My Imaginary GF posted:

What are the reasons to use? Seems like they all stem from some sort of social failure.

Curiosity, escape, depression, rebellion, socially, religiosity

Might as well ask anyone why they do anything. In the broadest sense 'use' can stem from any motivation.
Addiction, and to be more precise the vicious cycle of abuse, has definite roots in societal failure, namely in that once a person is stuck in that cycle they are largely shunned by society.

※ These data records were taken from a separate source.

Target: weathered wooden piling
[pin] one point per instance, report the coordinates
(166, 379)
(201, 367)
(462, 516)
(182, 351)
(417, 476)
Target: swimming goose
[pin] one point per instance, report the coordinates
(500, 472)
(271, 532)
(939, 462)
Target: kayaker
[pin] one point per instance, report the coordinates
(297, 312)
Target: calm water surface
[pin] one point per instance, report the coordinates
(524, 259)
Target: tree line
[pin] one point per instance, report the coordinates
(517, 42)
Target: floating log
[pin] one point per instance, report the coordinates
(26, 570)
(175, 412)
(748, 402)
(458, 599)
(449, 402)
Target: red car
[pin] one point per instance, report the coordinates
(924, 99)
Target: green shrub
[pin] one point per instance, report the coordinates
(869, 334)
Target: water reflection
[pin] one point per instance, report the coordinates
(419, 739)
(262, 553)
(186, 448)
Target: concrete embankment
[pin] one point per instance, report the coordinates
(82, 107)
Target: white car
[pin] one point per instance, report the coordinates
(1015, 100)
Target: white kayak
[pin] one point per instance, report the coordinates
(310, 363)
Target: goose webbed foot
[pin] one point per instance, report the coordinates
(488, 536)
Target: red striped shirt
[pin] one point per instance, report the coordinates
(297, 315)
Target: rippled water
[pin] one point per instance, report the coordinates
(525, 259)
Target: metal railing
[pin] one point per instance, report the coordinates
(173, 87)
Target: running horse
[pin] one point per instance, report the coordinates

Rigged Death Trap fucked around with this message at 20:00 on Apr 2, 2016

A big flaming stink
Apr 26, 2010
Also real fast while a lovely life situation that leads to suicidal thoughts might not be mental illness per se, the neural pathways that you would make in your brain from repetition of these thought patterns will turn a normal brain into a sadbrain.

Dr Jankenstein
Aug 6, 2009

Hold the newsreader's nose squarely, waiter, or friendly milk will countermand my trousers.

My Imaginary GF posted:

Hmm.

Sounds like what jail used to be in America, back when rehabilitation was the focus of corrections.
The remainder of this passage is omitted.